Everything worth doing, we acknowledge, requires effort and yet our behaviors do not necessarily reflect our beliefs. Angela Duckworth defines the “naturalness bias” as: “a hidden prejudice against those who’ve achieved what they have because they worked for it, and a hidden preference for those whom we think arrived at their place in life because they’re naturally talented.” Psychology studies have shown that despite outward praise of effort and hard work, Americans consistently rate musicians perceived as naturally talented as more skilled than those perceived as “strivers” who worked hard to hone their skills, and that entrepreneurs seen as “naturals” are funded at a greater rate and for more money than those seen as “strivers.”

This bias does a disservice both to those perceived as talented, and those who struggle. People we perceive as “naturals”—Olympic athletes and world-class musicians—have in fact spent hours and hours, years and years, honing their skills.
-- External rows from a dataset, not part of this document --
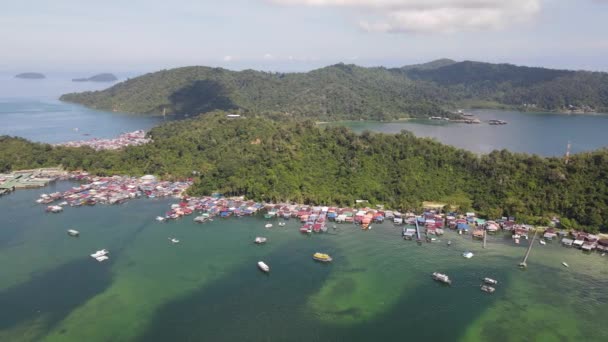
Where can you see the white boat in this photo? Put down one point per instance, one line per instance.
(99, 253)
(490, 281)
(102, 258)
(441, 278)
(487, 288)
(260, 240)
(262, 266)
And their success depends not just on their own hard work, but on the opportunities and support that enabled them to pursue their passions—the parents who could afford swim lessons; the encouraging coaches; the academic tutors—in other words, the parachute that supported them through their journeys to greatness.

As the sociologist Dan Chambliss, author of a study of competitive swimmers called “The Mundanity of Excellence,” writes: “Superlative performance is really a confluence of dozens of small skills or activities, each one learned or stumbled upon, which have been carefully drilled into habit and then are fitted together in a synthesized whole.”

It was Duckworth’s own experience as a seventh-grade math teacher, watching talented students slip behind their less naturally gifted but hard-working peers, that lead her into her groundbreaking study of grit. She recounts her revelation in the chapter “Distracted by Talent:” “When I taught a lesson and the concept failed to gel, could it be that the struggling student needed to struggle just a little bit longer? Could it be that I needed to find a different way to explain what I was trying to get across? Before jumping to the conclusion that talent was destiny, should I be considering the importance of effort? And, as a teacher, wasn’t it my responsibility to figure out how to sustain effort—both the students’ and my own—just a bit longer?”

As an educator, my answers to Duckworth’s questions are yes, yes, a thousand times yes! This is the crux of why one-on-one work with a YP Learning Coach works. We join our students in their struggle so they feel safe and supported. By sustaining our own efforts, along with a sense of adventure and fun, we guide our students to create meaningful connections with learning. By our own examples, we show them that the joy is in the struggle, the effort. We empower students to give their best effort by developing a relationship in which we meet their grit with our own, step by step, lesson by lesson. It’s relationships + science at their best!